Jesse Jensen, better known by his street artist moniker Ares Artifex, had been commissioned to design and paint a children's activity board for Community Waitākere in west Auckland.
"It's fun - it's a little path that goes through a park, and on the path we're painting an artwork and it's got, like, retro racing and a start line. And then there's like 'hop on one foot', then 'run backwards', 'hop on the stars' and all that," he explained.
"I started painting it last week, I was like two days in. I designed it, then started with the basics, and then I was going to come back this week and put all the details on it."
But when he arrived at the centre the next week, he discovered the artwork had been water blasted off. Auckland Council's graffiti removal team had come to the site and destroyed it.
Jensen said it left him in tears.
"I was crying, man. When I went in there and saw it I was like, this is just heartbreaking," he told Newshub.
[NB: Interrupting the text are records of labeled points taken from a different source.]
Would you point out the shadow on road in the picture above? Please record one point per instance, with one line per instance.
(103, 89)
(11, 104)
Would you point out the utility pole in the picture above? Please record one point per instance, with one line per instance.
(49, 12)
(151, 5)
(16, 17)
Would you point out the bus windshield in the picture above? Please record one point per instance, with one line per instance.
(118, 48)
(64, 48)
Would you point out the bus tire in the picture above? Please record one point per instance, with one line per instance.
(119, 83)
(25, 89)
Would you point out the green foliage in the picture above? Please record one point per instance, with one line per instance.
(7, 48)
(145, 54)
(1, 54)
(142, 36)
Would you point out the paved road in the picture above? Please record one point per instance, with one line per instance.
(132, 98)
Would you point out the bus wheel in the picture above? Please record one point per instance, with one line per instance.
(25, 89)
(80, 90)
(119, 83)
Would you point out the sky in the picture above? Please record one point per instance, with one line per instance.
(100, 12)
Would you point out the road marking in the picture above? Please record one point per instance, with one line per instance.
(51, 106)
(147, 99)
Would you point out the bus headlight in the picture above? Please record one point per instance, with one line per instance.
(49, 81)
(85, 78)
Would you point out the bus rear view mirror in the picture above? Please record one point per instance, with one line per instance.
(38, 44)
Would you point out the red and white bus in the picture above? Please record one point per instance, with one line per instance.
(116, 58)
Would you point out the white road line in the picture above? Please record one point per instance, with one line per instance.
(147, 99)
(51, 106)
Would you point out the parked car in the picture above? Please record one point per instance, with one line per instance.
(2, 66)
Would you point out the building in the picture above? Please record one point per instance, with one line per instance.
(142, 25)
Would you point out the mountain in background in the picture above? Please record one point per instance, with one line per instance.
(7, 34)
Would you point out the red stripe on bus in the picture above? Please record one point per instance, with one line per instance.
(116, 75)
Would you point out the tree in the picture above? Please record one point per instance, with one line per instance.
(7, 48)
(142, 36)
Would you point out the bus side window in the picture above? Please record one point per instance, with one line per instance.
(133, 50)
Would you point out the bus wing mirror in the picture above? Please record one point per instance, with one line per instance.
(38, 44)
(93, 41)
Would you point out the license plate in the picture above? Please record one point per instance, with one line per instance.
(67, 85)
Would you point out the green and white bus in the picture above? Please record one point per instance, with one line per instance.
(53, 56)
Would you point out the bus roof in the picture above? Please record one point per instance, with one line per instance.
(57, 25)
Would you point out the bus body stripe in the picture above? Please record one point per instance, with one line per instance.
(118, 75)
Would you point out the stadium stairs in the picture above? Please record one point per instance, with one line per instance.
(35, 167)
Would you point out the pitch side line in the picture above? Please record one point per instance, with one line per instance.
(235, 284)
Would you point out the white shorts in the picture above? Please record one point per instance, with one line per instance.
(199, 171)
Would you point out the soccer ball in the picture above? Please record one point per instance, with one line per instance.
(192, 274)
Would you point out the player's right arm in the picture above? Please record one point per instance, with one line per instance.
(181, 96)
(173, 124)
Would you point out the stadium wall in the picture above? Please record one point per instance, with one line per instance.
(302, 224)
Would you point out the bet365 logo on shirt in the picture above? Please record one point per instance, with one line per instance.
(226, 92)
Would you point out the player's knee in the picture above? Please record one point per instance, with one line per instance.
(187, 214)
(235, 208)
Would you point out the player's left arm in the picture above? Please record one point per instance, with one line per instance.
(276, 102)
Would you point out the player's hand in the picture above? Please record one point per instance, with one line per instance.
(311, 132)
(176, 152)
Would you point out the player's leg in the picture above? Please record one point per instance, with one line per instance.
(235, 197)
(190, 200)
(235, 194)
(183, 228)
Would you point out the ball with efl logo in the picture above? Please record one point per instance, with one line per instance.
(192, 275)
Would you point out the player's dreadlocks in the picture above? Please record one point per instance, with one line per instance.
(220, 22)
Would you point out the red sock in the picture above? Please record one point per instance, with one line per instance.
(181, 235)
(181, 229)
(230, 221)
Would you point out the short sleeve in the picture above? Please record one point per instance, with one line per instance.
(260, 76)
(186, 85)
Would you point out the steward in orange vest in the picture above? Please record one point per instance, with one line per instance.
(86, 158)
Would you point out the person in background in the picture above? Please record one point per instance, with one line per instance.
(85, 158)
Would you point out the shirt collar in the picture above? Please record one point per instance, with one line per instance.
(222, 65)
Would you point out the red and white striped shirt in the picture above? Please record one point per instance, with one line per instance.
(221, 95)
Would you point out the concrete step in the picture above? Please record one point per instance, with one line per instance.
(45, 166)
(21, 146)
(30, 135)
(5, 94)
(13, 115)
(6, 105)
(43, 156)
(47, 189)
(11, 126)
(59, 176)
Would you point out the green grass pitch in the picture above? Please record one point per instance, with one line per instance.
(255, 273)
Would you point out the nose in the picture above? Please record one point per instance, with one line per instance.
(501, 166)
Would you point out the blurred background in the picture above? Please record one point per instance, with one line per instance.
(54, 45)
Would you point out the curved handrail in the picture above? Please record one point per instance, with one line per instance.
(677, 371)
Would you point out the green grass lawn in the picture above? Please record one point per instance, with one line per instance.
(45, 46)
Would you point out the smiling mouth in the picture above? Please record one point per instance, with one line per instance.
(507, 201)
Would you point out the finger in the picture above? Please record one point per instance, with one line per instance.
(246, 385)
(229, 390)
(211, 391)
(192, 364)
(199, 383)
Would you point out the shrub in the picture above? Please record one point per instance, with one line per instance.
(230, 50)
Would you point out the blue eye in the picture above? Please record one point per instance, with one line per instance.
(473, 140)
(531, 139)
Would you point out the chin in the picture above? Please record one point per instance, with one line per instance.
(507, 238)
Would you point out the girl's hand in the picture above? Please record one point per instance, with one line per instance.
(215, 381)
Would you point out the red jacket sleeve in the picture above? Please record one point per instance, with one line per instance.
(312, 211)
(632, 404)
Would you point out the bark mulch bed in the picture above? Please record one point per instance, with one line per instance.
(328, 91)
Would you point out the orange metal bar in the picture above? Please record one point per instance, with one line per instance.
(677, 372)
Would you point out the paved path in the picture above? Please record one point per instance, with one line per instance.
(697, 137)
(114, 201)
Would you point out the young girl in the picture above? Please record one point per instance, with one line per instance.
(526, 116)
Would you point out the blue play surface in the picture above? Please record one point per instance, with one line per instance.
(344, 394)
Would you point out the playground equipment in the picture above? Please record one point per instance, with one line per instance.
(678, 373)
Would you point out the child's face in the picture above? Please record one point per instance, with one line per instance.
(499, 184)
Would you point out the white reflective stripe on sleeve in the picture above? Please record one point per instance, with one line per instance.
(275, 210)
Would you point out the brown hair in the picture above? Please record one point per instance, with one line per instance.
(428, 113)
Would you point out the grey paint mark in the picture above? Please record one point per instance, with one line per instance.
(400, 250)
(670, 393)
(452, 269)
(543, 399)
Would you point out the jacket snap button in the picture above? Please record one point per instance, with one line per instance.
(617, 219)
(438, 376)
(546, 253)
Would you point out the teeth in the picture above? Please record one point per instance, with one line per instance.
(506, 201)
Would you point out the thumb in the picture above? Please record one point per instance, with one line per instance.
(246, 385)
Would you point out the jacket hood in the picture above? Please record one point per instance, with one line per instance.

"Ninety percent of my work has already been destroyed as a street artist and graffiti artist. Now I don't paint illegally at all. The last time I painted illegally was like 2015… and yet I'm still having to put up with this bullshit.
"It's just like, can't they just go away? Leave us alone. This is the most kid-friendly, sterile thing I've ever painted. I don't understand how anyone could be offended by it, and they're still out there destroying it."
Auckland Council's manager of business delivery, Grant Muir, told Newshub he was made aware of Jensen's complaint on Wednesday afternoon.
"I rang him immediately to apologise and discuss the issue in more detail," he told Newshub.
"We explained that we had received a complaint from a member of the public regarding graffiti on a footpath and that council contractors were sent to remove it via water blasting, as is the normal process."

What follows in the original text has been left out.